The main MRI applications in porous media are:
Porous Media Characterization: Pore size distribution and grain size distribution all have been studied using NMR or MRI techniques, such as: characterization of structural inhomogeneities in porous media [21]; determining the pore sizes by using an internal magnetic field [22]; determining multiple length scales in rocks [23].
NMR studies of adsorbates that specifically give information on the pore space, and the technique of relaxation time measurements that have been widely used to characterize porous solids. Moreover, the pulsed field gradient methods can be used to probe the local structure of the pore space and to characterize transport within it. Such as: Characterization Visualizing the internal physical characteristics of carbonate sediments with magnetic resonance imaging and petrography [24].
NMR technique can be applied to measure the pore size distribution in partially saturated porous media, for example: the internal magnetic field distribution, and single exponential magnetic resonance free induction decay, in rocks [25]. New method was presented to directly characterize the averaged pore size of a porous sample with a narrow pore size distribution that based on the parallel plates pore model and the T2-T2 correlation sequence, such as a new research in 2019 about the characterization of porous media by T2-T2 correlation beyond fast diffusion limit by Zhou Yu et al. [26].
Fluid Distribution and flow: MRI technique has been applied to measure the fluid distribution, saturations and observation of multi-phase flow in porous media, for example, studying of the dissolution kinetics of octanol in porous media [10]; numerical simulation of water flow in three-dimensional heterogeneous porous media observed in a magnetic resonance imaging experiment [27]; two phase flow experiment of CO2 and water [28]. In some cases, and conditions, MRI able to probe monophasic flow velocity within the inter-particle space of a packed bed, such as: three-dimensional velocity measurement of complex interstitial flows through water-saturated porous media by the tagging method [29]; NMR imaging of water flow in packed beds [12]; Pore structure and liquid flow velocity distribution in water-saturated porous media [30].
MRI has its capacity to give unprecedented quantitative information about fluid-phase distributions in porous media, Teng et al. (2017) are able to Study density-driven convection in porous media [31].
Chapter 1: Context
29 | P a g e In recent researches (2019), a method for under-sampling and compressed sensing of 3D spatially resolved propagators is presented and demonstrated for flow in a packed bed and a heterogeneous carbonate rock [32].
The advantages and disadvantages of MRI can be summarized in the following points:
• MRI image analysis would have the advantage of determining the pore distribution and network structure to characterize the interstitial flow through the porous media. • In porous media from pore to continuum scale the MRI can immediately image 1D to 3D processes that occur. The MRI signal is created directly from solid or fluid phase, which is different from other imaging techniques. To recognize different chemical species of interest the external magnetic field and gradient can be manipulated in a diversity way.
• In terms of spatial and temporal resolution, MRI has the characteristic of flexibility. When higher spatial resolution is needed 3D volumetric imaging can be utilized to obtain up to ten micron of resolution, and fast imaging pulse sequences such as slice by slice imaging in 2D that is obtainable to capture transient effects on the time scale of seconds.
• There are a number of MRI disadvantage, first the researchers need to use porous media materials with low levels of ferromagnetic materials because MRI signal attenuated by these ferromagnetic materials like glass beads, silica gel, quartz sand, or limestone, and by paramagnetic species when present in enough quantities.
• Second, the spatial and temporal resolutions of MRI are restricted to the magnetic field and gradient strength; a stronger gradient is wanted for faster imaging or higher spatial resolution.
• Third, the image resolution is balanced with sample size (because the MRI probe must image all the object, and size of voxels must be sufficiently large to have enough signal), which means the accurate resolution is gained with smallest samples.

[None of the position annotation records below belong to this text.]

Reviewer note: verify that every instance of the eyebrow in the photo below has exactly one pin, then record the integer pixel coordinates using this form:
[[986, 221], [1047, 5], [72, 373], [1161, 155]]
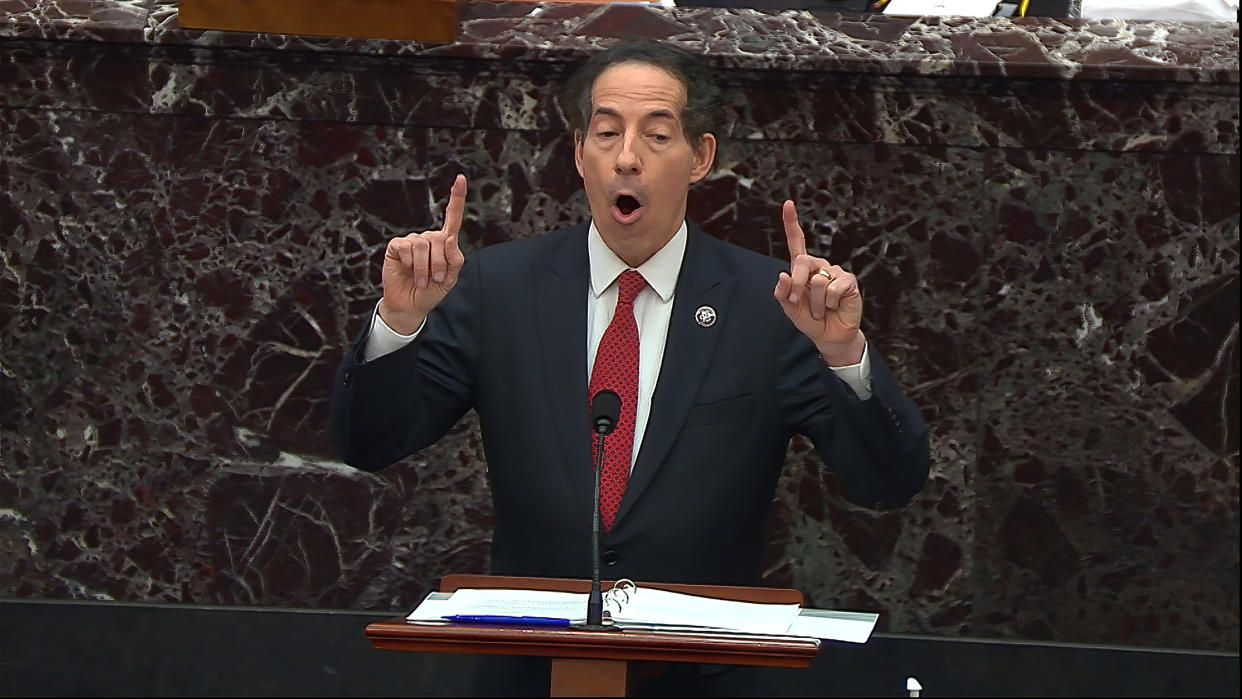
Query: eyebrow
[[657, 113]]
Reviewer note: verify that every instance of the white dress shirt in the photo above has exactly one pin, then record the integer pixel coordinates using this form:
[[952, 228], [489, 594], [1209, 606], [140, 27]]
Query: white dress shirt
[[652, 311]]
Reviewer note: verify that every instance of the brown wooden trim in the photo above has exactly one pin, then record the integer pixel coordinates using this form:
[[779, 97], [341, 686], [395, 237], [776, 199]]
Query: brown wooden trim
[[415, 20]]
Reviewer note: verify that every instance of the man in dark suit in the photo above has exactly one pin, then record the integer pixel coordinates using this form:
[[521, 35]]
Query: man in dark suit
[[723, 375]]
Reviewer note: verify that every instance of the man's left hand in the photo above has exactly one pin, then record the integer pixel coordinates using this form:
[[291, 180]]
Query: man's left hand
[[820, 298]]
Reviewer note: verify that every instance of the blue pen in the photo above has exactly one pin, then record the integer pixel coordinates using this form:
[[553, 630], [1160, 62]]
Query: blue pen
[[508, 620]]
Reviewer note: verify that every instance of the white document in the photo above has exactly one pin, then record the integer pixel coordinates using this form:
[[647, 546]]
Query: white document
[[942, 8], [853, 627], [660, 607], [1184, 10], [656, 610], [508, 604], [646, 607]]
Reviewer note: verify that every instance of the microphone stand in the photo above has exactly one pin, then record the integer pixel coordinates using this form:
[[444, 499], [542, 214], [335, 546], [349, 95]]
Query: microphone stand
[[595, 600], [605, 409]]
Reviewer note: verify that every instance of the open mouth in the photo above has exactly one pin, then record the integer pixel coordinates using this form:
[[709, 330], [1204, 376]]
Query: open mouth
[[627, 204]]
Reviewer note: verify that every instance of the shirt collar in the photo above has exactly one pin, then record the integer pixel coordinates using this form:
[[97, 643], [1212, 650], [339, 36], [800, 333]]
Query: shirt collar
[[660, 270]]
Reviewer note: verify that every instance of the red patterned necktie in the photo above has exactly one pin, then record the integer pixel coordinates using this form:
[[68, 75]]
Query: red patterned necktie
[[616, 368]]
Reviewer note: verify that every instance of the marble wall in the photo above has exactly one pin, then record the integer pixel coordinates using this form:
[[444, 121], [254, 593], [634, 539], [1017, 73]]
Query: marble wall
[[1043, 215]]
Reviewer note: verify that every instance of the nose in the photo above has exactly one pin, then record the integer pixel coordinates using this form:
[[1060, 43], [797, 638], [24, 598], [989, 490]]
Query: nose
[[627, 158]]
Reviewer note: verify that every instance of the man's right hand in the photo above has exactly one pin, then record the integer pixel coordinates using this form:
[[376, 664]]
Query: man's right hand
[[421, 268]]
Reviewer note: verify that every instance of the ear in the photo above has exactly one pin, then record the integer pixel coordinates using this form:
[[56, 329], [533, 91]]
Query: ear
[[578, 152], [703, 157]]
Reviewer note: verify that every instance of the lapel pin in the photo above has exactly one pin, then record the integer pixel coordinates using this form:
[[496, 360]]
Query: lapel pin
[[704, 315]]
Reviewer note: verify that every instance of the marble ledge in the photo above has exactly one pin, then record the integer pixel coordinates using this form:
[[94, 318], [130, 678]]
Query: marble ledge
[[1061, 49]]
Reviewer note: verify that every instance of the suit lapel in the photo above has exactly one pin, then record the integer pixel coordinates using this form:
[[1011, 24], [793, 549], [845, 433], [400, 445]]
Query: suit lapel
[[560, 313], [687, 355]]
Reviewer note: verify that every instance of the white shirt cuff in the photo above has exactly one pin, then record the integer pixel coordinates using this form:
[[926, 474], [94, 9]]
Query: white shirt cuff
[[857, 376], [385, 340]]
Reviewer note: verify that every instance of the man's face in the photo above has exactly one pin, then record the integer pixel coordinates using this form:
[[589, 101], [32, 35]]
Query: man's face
[[636, 160]]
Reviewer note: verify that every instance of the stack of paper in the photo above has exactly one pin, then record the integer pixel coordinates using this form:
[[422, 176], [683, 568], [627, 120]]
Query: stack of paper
[[653, 608]]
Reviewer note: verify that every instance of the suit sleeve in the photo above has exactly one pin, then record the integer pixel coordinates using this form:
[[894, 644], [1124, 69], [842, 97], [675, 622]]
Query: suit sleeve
[[877, 447], [388, 409]]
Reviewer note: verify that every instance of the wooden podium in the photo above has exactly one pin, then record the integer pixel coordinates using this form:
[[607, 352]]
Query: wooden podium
[[593, 663]]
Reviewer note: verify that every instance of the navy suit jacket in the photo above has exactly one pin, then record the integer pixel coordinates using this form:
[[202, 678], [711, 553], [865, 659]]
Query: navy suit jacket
[[509, 340]]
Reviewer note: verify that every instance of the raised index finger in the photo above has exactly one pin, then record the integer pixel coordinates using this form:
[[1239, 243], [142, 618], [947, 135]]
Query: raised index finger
[[456, 206], [794, 236]]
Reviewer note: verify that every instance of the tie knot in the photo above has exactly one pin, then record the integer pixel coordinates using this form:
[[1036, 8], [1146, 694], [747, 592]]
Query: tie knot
[[629, 286]]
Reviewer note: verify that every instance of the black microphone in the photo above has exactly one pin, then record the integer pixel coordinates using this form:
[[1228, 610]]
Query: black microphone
[[605, 410]]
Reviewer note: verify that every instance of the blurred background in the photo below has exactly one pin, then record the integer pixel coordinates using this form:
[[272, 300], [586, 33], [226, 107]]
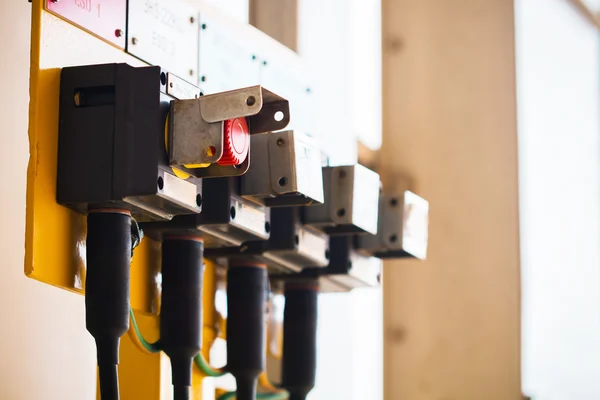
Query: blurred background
[[489, 109]]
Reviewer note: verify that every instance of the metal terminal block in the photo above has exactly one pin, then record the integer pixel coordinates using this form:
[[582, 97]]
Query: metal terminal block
[[294, 246], [351, 201], [174, 196], [285, 170], [347, 269], [196, 127], [290, 248], [403, 228], [227, 219]]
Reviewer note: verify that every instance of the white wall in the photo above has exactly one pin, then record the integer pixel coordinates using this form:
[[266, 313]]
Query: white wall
[[46, 351], [558, 74]]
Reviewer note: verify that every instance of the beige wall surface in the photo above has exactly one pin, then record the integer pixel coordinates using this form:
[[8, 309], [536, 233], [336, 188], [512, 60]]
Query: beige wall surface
[[452, 324], [46, 351]]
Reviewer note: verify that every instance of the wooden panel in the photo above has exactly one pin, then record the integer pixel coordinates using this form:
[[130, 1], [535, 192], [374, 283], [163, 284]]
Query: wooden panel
[[452, 324]]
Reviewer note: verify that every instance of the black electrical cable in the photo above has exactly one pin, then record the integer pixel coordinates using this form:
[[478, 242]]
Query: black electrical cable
[[299, 357], [181, 308], [108, 255], [246, 301]]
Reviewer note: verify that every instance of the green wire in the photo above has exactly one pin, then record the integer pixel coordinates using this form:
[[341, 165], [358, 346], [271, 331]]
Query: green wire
[[155, 348], [207, 369], [151, 347], [262, 396]]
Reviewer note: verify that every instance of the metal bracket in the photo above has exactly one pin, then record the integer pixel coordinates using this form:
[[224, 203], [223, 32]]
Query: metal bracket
[[196, 125], [402, 230]]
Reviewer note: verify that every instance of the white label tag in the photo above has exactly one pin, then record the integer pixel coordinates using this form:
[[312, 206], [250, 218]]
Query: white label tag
[[165, 33]]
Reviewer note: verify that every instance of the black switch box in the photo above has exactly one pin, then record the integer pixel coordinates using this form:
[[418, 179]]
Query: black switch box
[[111, 146]]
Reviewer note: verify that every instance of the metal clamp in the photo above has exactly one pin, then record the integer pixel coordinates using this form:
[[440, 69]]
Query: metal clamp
[[196, 126], [403, 228], [285, 170], [351, 201]]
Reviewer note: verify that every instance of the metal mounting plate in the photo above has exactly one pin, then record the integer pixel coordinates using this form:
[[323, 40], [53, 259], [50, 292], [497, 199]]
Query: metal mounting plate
[[196, 126]]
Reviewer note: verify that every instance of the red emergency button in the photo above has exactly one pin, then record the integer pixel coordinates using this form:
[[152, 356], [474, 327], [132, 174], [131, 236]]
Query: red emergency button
[[236, 142]]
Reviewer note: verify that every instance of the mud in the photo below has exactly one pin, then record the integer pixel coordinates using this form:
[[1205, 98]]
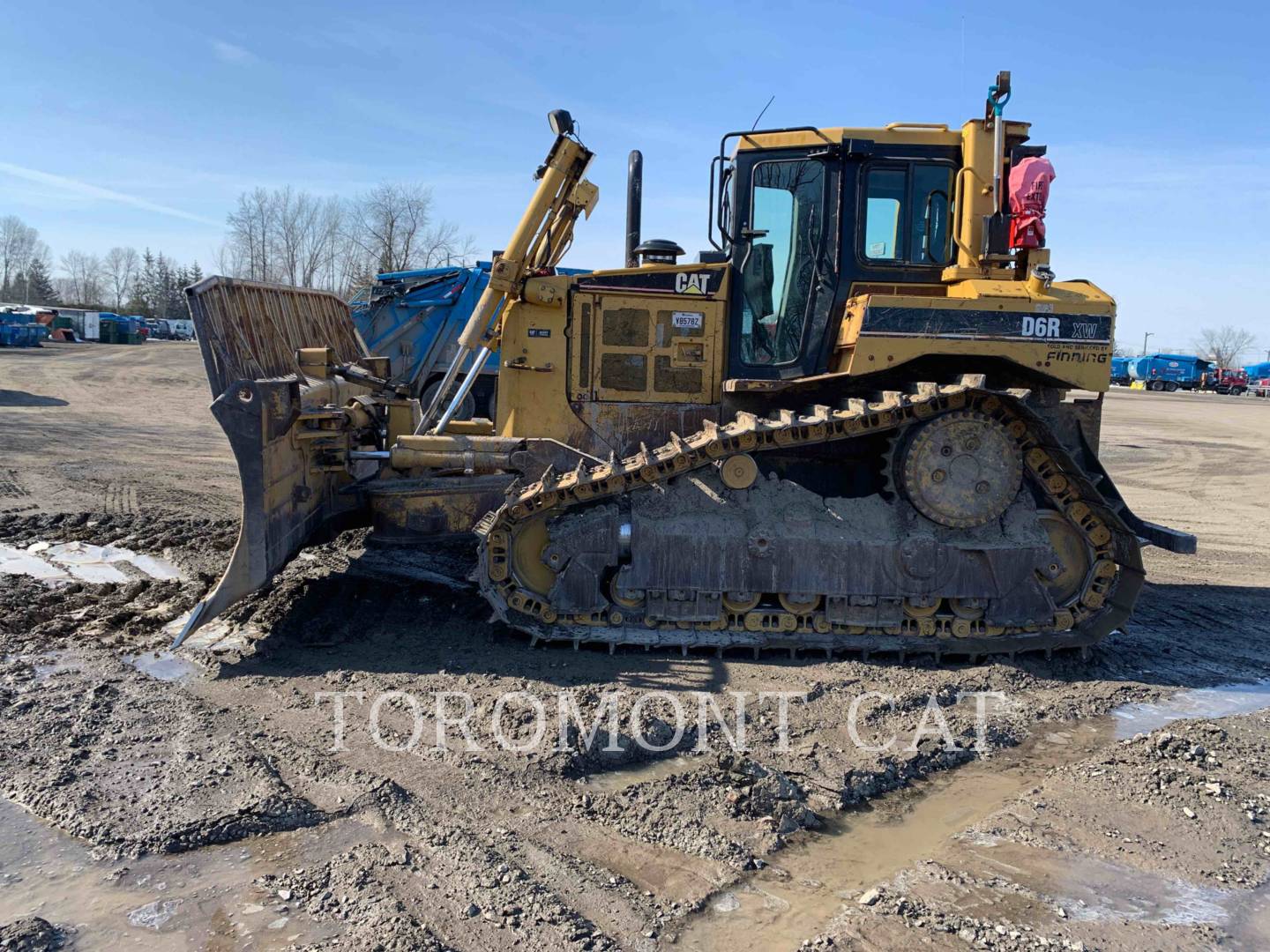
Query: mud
[[217, 770]]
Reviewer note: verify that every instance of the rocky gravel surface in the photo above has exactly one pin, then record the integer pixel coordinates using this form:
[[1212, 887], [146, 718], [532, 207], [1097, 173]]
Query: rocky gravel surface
[[380, 836]]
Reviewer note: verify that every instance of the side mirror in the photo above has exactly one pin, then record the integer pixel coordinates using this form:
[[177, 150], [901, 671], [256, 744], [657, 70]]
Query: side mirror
[[560, 122]]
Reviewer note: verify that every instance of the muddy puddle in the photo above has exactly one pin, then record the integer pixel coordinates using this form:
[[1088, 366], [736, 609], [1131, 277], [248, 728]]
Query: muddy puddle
[[807, 883], [205, 899], [620, 778]]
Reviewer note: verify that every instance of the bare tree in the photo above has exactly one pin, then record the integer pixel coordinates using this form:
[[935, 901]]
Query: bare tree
[[300, 239], [86, 277], [251, 231], [387, 222], [19, 244], [121, 267], [1224, 344]]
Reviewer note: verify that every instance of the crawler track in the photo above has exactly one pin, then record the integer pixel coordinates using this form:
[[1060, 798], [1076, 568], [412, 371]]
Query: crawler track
[[1102, 603]]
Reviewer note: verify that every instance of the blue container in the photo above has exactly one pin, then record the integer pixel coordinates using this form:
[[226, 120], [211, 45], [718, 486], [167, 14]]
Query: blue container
[[415, 317]]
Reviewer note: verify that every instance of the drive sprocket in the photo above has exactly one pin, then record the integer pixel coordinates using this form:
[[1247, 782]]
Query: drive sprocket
[[960, 470]]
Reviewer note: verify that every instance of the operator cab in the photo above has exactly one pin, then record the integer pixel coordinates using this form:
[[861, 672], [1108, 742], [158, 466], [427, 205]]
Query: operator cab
[[807, 216]]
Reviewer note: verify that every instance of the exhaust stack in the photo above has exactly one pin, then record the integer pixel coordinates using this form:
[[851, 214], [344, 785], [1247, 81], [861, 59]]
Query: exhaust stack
[[634, 205]]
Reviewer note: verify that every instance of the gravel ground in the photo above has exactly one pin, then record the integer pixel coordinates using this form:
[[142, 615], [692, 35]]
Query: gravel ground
[[442, 847]]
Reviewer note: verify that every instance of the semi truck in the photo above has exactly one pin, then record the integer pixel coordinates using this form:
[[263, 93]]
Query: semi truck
[[1168, 372], [1120, 371]]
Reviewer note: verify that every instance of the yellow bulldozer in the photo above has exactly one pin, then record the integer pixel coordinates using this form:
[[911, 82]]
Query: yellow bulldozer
[[848, 427]]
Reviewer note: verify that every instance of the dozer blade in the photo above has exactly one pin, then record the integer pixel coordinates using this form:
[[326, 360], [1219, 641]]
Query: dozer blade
[[249, 334]]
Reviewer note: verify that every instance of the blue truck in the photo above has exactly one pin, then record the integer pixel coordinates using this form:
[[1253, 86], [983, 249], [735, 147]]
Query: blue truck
[[1120, 371], [1169, 371], [415, 319]]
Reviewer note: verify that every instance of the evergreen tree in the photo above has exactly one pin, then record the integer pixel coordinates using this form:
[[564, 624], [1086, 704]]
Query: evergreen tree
[[34, 286]]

• Forth, MRI needs a magnetic resonance device, which is very expensive and difficult to operate and maintain.
1.4
MRI comparison to other visualisation techniques
In this section we present a comparison between MRI and the main experimental techniques which have been used to visualise the fluids distributions inside porous media. We present the basic principles of these methods, compare its advantages and drawbacks, and we give several examples of its applications performed in some recent and old researches.
Optical Imaging: They are many techniques of using optical methods to image fluid flow in porous media, and the most common used methods is the visible light which is used to image processes that are visible to aided or unaided eye. Most optical imaging application use cameras (CCD) to digitally record incident light, in some cases the microscopes must be used in combination with cameras for better image resolution (Fig. 1.6), for instance to visualize the flow path in pore-scale.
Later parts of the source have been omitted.